Esse foi o recado dado por Allison Lang, jogadora do time de vôlei sentado paralímpico do Canadá, antes de competir nos Jogos Paralímpicos de Paris. A atleta nasceu sem a parte inferior da perna esquerda, abaixo do joelho, e deu um depoimento ao jornal Today onde conta como o capacitismo influencia sua vida, seja no cotidiano ou quando está competindo. O preconceito contra pessoas com deficiência já foi tema de várias colunas que escrevi aqui na SLER. Lelei Teixeira também escreve sobre o tema e nos lembra que “a visão capacitista ainda faz pessoas com alguma deficiência serem vistas como inferiores ou menos capazes”.
Esse rótulo de pessoa incapaz é contestado por Fernando Fernandes, atleta paralímpico, tetracampeão mundial de canoagem, apresentador de TV, praticante de esportes radicais e desafios extremos, mesmo após o acidente de carro que o deixou paraplégico, em 2009. Como explicou em entrevista à revista Trip: “Deficiência física é uma coisa, incapacidade é outra. As pessoas só vão entender isso quando perceberem que o que eu faço, elas não fazem. De fato, se a gente for subir uma escada, eu me torno incapaz. Mas muita gente não rema 150 quilômetros no rio Xingu, como eu. Ou seja, todo mundo tem capacidades e incapacidades.”
Aliás, embora muitas pessoas ainda acreditem que o “para” nas Paralimpíadas significa paraplégico, de acordo com o Comitê Paralímpico Internacional, elas estão erradas. O “para” significa “paralelo”, lembrando que eles acontecem paralelamente às Olimpíadas e ambos os movimentos olímpico e paralímpico convivem lado a lado. Muitos ainda usam a expressão “para atleta” que está equivocada. Em ambos os eventos, temos atletas de elite representando seus países. Atletas paralímpicos têm deficiências físicas, visuais ou intelectuais, mas treinam duro e competem em alto nível.
Para quem pensa que o treinamento da equipe de Allison é fácil, ela lembra que sua rotina é intensa e rigorosa: inclui sessões de musculação na academia ao menos três vezes por semana, treinamento de condicionamento físico também três vezes semanais, além de quatro dias de treinos em quadra.
Tanta disciplina e dedicação ao esporte não impede que estranhos a abordem na academia com comentários como: “Que bom que você conseguiu vir à academia hoje”. Tais observações, além de subestimar uma atleta de elite devido à sua deficiência, revelam uma surpresa que diz: “este não é o seu lugar”. Não, Alisson não merece uma medalha por ir à academia, assim como o porto-alegrense Aser Matheus, que saltou 5,76 metros para conquistar a prata no salto em distância.

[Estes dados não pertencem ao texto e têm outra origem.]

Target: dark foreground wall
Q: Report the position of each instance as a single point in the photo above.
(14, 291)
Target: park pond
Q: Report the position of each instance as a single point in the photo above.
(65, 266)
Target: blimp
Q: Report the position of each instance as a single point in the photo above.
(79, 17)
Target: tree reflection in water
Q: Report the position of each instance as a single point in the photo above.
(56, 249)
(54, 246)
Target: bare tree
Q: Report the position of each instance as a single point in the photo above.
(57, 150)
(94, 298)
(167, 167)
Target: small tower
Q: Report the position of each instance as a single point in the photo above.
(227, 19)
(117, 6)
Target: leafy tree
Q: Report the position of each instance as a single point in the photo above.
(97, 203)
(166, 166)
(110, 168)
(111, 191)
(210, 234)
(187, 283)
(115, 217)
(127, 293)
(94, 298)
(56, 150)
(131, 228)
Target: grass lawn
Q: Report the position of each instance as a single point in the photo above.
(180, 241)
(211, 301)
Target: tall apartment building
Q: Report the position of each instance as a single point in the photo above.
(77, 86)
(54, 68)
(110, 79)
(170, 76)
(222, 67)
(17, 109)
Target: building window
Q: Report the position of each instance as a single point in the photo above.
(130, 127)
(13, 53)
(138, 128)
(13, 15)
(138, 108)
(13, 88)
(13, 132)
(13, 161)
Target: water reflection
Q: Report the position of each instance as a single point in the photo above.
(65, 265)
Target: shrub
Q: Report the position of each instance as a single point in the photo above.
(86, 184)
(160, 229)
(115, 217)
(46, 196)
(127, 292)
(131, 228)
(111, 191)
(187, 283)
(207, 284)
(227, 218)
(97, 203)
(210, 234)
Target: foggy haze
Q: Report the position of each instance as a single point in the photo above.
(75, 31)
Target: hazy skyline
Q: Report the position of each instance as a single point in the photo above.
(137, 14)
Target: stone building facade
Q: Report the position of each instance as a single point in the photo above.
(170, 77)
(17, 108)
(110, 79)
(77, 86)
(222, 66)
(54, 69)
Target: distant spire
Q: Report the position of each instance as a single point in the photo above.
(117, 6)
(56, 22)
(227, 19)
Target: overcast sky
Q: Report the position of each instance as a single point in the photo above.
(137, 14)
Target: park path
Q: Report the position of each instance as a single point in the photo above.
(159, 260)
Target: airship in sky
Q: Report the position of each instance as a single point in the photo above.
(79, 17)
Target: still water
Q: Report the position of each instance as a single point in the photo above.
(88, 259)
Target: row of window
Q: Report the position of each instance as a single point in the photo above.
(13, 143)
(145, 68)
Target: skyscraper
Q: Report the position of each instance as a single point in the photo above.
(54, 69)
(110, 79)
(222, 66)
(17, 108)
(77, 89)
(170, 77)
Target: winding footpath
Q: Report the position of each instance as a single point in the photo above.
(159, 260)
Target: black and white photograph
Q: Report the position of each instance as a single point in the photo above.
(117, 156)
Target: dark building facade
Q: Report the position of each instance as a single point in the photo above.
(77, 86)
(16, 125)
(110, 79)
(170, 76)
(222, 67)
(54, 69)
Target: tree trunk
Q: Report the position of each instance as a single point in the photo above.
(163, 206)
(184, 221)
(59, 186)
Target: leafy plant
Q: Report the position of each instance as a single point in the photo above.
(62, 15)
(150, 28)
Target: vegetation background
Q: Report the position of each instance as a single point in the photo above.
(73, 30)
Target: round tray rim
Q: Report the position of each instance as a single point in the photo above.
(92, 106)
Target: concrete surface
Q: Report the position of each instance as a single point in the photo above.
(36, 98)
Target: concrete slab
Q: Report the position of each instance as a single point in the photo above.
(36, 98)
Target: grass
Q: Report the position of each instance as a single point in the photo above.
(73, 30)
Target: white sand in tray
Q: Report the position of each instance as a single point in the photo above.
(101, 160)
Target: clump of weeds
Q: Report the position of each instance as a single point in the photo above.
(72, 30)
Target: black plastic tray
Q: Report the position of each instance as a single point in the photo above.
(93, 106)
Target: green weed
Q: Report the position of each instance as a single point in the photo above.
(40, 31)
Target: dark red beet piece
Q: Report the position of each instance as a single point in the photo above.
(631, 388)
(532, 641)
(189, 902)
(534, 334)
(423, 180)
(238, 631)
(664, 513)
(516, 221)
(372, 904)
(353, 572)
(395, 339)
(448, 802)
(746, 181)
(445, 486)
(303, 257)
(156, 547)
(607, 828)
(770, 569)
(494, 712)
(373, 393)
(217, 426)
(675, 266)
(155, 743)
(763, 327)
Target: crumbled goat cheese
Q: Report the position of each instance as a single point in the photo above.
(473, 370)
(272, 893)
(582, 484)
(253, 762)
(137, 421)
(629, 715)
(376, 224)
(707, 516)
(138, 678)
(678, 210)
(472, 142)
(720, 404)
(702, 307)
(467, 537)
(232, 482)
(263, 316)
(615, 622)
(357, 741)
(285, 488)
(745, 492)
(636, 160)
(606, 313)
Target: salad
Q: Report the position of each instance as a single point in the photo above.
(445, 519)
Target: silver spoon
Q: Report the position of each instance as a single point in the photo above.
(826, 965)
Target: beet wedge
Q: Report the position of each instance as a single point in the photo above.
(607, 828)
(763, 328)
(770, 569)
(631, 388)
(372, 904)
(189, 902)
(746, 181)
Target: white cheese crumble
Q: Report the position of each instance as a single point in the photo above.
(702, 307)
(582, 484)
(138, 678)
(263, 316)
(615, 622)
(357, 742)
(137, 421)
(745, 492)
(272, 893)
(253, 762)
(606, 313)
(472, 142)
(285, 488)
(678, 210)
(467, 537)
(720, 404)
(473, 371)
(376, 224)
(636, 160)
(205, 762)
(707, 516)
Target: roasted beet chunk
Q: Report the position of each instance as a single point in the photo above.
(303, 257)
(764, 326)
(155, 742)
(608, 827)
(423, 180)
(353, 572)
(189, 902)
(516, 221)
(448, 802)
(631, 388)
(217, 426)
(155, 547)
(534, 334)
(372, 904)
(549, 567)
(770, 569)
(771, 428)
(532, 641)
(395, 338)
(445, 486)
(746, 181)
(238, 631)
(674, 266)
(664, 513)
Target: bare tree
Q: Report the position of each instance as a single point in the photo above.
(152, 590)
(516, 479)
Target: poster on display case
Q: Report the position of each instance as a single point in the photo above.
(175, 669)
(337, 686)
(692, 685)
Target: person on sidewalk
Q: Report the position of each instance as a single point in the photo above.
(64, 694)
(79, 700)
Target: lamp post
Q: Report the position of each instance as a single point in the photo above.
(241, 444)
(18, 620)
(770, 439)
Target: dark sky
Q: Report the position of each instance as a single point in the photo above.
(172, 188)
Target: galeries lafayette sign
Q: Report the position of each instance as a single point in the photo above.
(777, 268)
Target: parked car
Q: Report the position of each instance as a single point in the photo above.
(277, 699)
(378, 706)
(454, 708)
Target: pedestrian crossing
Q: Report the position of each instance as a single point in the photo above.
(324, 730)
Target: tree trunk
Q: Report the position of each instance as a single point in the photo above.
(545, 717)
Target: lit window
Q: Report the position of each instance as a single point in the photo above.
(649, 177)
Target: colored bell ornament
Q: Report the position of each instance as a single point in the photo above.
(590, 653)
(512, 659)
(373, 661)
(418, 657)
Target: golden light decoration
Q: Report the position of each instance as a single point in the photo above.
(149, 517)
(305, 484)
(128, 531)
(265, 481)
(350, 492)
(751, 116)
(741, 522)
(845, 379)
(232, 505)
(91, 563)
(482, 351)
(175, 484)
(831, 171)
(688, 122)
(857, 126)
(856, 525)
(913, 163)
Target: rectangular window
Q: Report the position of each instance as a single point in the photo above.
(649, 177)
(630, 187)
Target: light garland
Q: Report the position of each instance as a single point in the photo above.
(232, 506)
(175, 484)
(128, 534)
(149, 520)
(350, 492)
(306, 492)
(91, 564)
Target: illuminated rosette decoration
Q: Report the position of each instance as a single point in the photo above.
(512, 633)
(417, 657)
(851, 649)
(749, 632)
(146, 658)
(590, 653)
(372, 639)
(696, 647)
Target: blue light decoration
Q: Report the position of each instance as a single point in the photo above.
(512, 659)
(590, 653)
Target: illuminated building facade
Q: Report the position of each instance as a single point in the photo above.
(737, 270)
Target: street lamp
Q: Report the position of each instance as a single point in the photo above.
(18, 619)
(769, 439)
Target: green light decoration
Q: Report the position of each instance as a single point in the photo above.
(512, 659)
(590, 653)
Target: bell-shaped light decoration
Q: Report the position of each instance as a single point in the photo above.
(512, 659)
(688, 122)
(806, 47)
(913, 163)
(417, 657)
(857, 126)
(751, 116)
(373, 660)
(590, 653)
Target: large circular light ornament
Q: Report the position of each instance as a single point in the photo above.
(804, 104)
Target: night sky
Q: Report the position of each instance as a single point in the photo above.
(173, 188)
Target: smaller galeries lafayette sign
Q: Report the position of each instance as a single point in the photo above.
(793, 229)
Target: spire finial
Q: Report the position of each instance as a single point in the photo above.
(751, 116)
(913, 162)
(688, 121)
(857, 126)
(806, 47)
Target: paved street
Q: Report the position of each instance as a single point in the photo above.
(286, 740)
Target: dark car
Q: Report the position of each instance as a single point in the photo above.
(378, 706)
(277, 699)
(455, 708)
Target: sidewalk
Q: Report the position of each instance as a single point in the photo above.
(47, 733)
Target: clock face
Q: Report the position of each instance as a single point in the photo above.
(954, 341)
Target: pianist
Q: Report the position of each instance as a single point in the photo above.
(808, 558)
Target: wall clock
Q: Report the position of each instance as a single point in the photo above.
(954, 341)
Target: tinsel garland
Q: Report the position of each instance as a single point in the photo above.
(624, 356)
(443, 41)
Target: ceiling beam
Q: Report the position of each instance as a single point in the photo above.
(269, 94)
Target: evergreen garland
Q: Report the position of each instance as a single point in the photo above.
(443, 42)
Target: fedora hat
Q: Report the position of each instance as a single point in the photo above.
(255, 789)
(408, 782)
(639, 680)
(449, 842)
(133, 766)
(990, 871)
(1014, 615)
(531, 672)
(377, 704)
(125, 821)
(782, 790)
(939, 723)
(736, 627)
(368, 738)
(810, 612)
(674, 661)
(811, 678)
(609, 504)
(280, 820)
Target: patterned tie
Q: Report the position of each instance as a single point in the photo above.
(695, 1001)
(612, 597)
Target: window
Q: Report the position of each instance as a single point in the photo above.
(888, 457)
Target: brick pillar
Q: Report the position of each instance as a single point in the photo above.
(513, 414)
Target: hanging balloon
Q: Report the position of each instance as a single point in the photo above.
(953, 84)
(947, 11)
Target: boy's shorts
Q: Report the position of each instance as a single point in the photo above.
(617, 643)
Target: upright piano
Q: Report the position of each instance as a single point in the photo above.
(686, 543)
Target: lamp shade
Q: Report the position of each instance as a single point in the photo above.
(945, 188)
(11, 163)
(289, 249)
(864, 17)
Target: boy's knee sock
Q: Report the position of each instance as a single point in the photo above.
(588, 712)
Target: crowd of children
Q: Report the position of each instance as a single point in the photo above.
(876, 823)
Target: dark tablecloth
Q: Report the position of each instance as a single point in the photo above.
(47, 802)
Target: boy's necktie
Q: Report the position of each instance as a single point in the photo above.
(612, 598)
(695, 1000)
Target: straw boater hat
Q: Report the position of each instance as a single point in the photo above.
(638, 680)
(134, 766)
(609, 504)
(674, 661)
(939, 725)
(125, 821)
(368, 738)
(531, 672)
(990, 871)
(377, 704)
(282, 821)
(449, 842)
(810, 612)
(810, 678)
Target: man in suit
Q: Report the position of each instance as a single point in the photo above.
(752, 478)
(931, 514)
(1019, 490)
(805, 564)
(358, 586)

Eles conquistaram suas medalhas em competições disputadíssimas.
Outro comentário recorrente é: “Se eles conseguem fazer isso sem pernas, então não tenho desculpa para não correr.” Esse tipo de pensamento é rotulado como “inspiration porn”: retratar as pessoas com deficiência como inspiradoras por sua deficiência. O termo foi popularizado pela ativista Stella Young em palestra Ted Talk em que dizia “eu não sou sua inspiração: não, muito obrigado”.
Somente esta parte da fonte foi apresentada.